On April 1, 2015, the U.S. Fish and Wildlife Service (USFWS) announced that it is listing the northern long-eared bat as a threatened species with an interim 4(d) rule under the Endangered Species Act. The interim 4(d) rule provides maximum benefit to the species while also providing reasonable limits to regulations.
The interim 4(d) rule allows certain activities that are considered a conservation benefit to northern long-eared bats as long as these activities:
•Occur more than 0.25 miles from a known, northern long-eared bat occupied hibernacula.
•Avoid cutting or destroying known, northern long-eared bat occupied maternity roost trees during the pup-rearing season (June 1-July 31).
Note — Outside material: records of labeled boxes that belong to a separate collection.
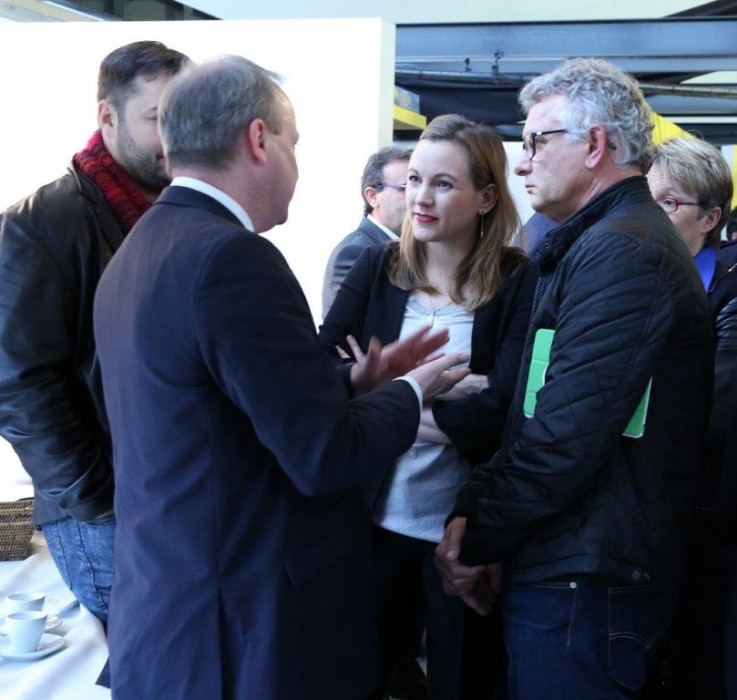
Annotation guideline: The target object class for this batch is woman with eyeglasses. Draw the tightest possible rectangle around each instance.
[320,115,537,700]
[647,138,737,700]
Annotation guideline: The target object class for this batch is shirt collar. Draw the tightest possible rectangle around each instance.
[171,175,253,231]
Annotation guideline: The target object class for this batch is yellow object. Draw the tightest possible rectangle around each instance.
[653,112,694,143]
[394,105,427,130]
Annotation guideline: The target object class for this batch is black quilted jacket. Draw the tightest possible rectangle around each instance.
[454,177,714,583]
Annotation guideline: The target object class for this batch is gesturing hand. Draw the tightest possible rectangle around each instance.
[346,326,455,394]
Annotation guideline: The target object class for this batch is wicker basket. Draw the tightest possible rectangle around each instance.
[0,498,33,561]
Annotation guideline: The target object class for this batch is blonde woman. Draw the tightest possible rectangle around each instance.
[320,115,537,700]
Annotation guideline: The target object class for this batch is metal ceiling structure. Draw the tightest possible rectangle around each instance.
[396,16,737,143]
[10,0,737,144]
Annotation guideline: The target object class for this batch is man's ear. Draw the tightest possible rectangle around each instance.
[363,185,379,209]
[245,119,269,163]
[97,100,118,129]
[586,124,610,167]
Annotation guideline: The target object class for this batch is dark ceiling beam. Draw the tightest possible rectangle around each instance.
[396,18,737,75]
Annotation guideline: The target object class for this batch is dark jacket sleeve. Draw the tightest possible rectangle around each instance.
[322,241,366,318]
[318,248,388,360]
[702,290,737,543]
[0,202,112,520]
[454,231,684,563]
[433,263,537,464]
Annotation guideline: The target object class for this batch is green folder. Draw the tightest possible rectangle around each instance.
[523,328,653,438]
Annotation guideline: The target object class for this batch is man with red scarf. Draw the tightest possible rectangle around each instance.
[0,41,188,622]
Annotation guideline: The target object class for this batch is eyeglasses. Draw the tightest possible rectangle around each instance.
[374,182,407,192]
[522,129,568,160]
[655,197,699,214]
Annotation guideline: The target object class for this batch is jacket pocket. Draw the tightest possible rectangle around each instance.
[284,523,353,586]
[609,586,677,692]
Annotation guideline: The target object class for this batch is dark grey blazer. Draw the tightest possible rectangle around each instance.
[95,187,419,700]
[322,216,390,318]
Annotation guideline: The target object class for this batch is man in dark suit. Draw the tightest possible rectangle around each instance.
[95,56,466,700]
[322,146,412,318]
[0,41,189,622]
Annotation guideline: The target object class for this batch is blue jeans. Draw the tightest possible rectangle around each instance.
[41,516,115,623]
[503,575,677,700]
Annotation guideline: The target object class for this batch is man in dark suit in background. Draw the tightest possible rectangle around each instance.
[322,146,412,318]
[95,56,467,700]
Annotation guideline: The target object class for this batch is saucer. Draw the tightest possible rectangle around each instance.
[0,615,64,636]
[0,634,64,661]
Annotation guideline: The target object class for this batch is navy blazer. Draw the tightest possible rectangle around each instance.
[322,216,390,318]
[95,187,419,700]
[319,243,537,464]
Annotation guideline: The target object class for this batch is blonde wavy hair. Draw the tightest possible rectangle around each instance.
[388,114,524,311]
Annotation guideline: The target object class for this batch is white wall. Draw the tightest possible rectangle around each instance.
[186,0,701,24]
[0,19,394,492]
[0,19,395,319]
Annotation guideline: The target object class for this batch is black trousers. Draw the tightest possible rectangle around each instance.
[373,527,506,700]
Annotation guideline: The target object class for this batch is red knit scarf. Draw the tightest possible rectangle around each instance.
[74,131,151,233]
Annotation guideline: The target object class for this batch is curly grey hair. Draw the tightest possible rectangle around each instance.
[519,58,653,172]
•Avoid clearcuts within 0.25 miles of known, northern long-eared bat occupied maternity roost trees during the pup-rearing season (June 1-July 31).
These conservation measures are designed to protect bats when they are most vulnerable, including when they occupy hibernacula and during the two-month pup-rearing season from June through July. The greatest potential restrictions would be during these months, with reduced restrictions at all other times.
Activities that are allowed when the above listed measures are followed include:
•Maintenance and expansion of existing rights-of-way and transmission corridors.
•Minimal tree removal projects.
•Removal of hazardous trees for protection of life and property.
•Removal of northern long-eared bats from human structures.
MITA will continue to work with MDNR and MDOT to ensure the construction industry is keep abreast to any changes to specifications and impacts to your operations.